Location: Portland, Oregon
7,090 posts, read 10,966,979 times
Reputation: 4110
It just sucks companies can get away with promising pensions, then some twerp gets hired and thinks they can use the pension money to make even bigger returns in the market...and fails. Then when the pension fund is insolvent they can shrug and say they screwed up, and the government swoops in to protect the retirees and relieve the company is back on its feet (not likely to happen when they already can't meet their obligations). Even though they pay fees, it's not enough IMHO for a "get out of pension because management are dolts" card.

"The deficit at the federal agency that guarantees pensions for 44 million Americans tripled in the last six months to a record high, reaching $33.5 billion, largely as a result of surging bankruptcies among companies whose pensions it expects it will soon need to take over.

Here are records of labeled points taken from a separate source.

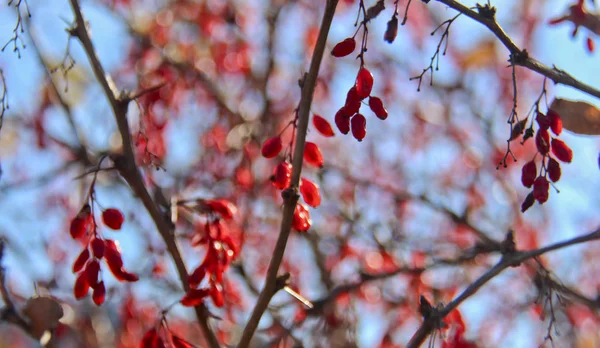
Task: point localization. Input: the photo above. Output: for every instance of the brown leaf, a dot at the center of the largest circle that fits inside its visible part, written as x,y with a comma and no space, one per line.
577,116
43,313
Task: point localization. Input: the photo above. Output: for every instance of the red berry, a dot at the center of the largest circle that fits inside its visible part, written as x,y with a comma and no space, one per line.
528,174
590,44
528,202
99,294
113,218
553,170
359,127
282,175
364,83
541,188
542,141
216,294
322,126
80,224
97,246
272,147
312,154
81,287
344,48
376,106
301,220
92,269
81,260
342,120
542,121
197,276
194,297
310,192
223,207
562,151
555,122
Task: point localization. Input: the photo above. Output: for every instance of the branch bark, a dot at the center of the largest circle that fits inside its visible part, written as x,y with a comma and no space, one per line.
518,56
290,195
125,163
508,260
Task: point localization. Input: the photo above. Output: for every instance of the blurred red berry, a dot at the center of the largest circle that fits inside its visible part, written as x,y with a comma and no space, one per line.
272,147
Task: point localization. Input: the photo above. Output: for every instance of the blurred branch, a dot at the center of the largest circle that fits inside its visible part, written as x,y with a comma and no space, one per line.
486,16
127,166
509,259
290,195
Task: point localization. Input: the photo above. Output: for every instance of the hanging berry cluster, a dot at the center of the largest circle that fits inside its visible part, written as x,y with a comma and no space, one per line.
87,264
161,336
282,173
221,251
550,167
348,116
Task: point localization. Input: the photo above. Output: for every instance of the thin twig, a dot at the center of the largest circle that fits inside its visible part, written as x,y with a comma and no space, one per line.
508,260
128,169
291,195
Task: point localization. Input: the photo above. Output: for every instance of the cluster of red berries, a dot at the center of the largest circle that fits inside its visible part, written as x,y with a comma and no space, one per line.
161,336
550,167
282,173
348,116
221,250
87,264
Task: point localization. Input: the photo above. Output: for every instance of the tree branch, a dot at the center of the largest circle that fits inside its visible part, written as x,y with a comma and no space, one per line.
290,195
521,57
127,167
508,260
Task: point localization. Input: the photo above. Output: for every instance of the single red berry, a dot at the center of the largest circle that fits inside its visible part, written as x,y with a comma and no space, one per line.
272,147
312,154
282,175
194,297
113,218
542,141
81,260
92,269
359,127
99,294
541,188
80,224
97,246
364,83
562,151
554,121
344,48
528,174
301,220
528,202
216,294
81,287
197,276
542,120
223,207
342,120
322,126
590,44
179,342
310,192
553,170
377,107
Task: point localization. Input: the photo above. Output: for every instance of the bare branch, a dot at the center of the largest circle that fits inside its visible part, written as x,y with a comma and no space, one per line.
290,196
521,57
128,169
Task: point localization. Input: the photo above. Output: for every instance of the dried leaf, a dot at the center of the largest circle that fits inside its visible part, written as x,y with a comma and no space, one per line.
44,313
577,116
481,56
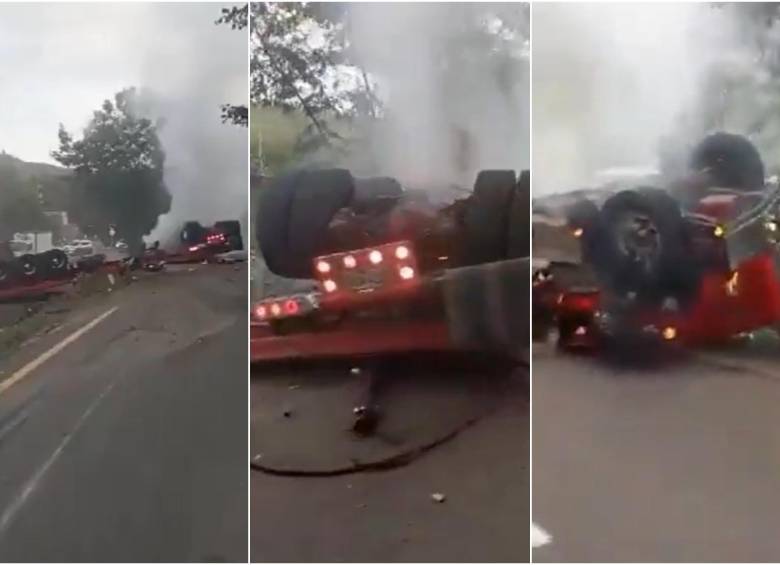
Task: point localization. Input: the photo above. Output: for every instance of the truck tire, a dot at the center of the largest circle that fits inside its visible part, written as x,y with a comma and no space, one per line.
192,232
53,262
28,266
486,218
730,161
295,211
518,233
8,272
644,246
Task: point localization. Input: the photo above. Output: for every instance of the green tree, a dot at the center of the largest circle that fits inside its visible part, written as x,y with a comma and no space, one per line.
237,18
118,166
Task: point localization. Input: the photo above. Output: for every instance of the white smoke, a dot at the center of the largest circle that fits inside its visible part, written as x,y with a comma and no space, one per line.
613,83
184,81
441,125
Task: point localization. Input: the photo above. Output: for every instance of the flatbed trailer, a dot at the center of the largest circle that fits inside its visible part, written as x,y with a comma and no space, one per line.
483,308
55,285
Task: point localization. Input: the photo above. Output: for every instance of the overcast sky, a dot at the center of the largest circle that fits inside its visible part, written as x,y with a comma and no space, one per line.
59,61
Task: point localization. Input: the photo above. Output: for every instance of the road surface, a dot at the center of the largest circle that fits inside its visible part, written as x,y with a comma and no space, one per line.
123,428
391,515
680,462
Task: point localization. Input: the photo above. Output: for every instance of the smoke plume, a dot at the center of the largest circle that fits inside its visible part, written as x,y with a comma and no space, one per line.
454,86
620,85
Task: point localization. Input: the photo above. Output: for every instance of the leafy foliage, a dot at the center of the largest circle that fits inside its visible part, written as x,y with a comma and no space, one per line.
119,172
303,61
237,18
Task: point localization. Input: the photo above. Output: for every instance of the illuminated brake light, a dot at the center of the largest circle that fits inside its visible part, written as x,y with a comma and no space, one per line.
375,257
406,273
291,307
732,285
350,262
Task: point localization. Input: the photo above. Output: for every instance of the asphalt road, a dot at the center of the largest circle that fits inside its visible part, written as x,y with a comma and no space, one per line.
390,515
680,462
127,440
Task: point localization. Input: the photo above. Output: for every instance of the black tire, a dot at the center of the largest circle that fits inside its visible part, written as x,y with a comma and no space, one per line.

Employers nationwide with so-called defined-benefit, or traditional, pension plans pay fees to the P.B.G.C. in return for a promise that it will take over their pension plan if a company fails. On Tuesday, for example, the agency announced that it had assumed the pension plan once run by the Lenox Group, a bankrupt maker of tableware, giftware and collectibles based in Eden Prairie, Minn. Assuming control of pensions for this company’s 4,300 workers will cost the agency an estimated $128 million — the difference between what Lenox had in its pension fund and what the total estimated obligations are."